Exact Distinction of Excitatory and Inhibitory Neurons in Neural Networks: a Study with GFP-GAD67 Neurons Optically and Electrophysiologically Recognized on Multielectrode Arrays

Distinguishing excitatory from inhibitory neurons with multielectrode array (MEA) recordings is a serious experimental challenge. The current methods, developed in vitro, mostly rely on spike waveform analysis. These however often display poor resolution and may produce errors caused by the variability of spike amplitudes and neuron shapes.

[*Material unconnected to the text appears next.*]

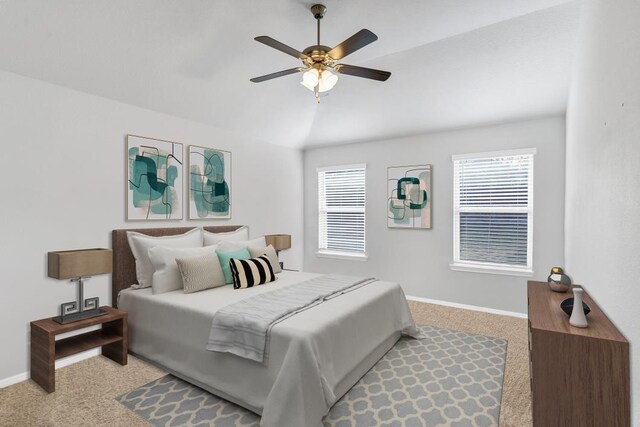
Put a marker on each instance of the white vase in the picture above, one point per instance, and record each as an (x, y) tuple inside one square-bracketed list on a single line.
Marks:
[(578, 319)]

Recent recordings in human brain suggest that the spike waveform features correlate with time-domain statistics such as spiking rate, autocorrelation and coefficient of variation. However, no precise criteria are available to exactly assign identified units to specific neuronal types, either in vivo or in vitro. To solve this problem, we combined MEA recording with fluorescence imaging of neocortical cultures from mice expressing green fluorescent protein (GFP) in GABAergic cells. In this way, we could sort out ‘authentic excitatory neurons’ (AENs) and ‘authentic inhibitory neurons’ (AINs). We thus characterized 1275 units (from 405 electrodes, n=10 experiments), based on autocorrelation, burst length, spike number, spiking rate, squared coefficient of variation and Fano factor (the ratio between spike-count variance and mean). These metrics differed by about one order of magnitude between AINs and AENs. In particular, the Fano factor turned out to provide a firing code which exactly (no overlap) recognizes excitatory and inhibitory units. The difference in Fano factor between all of the identified AEN and AIN groups was highly significant (p < 10-8, ANOVA post-hoc Tukey test). Our results indicate a statistical metric-based approach to distinguish excitatory from inhibitory neurons independently from the spike width.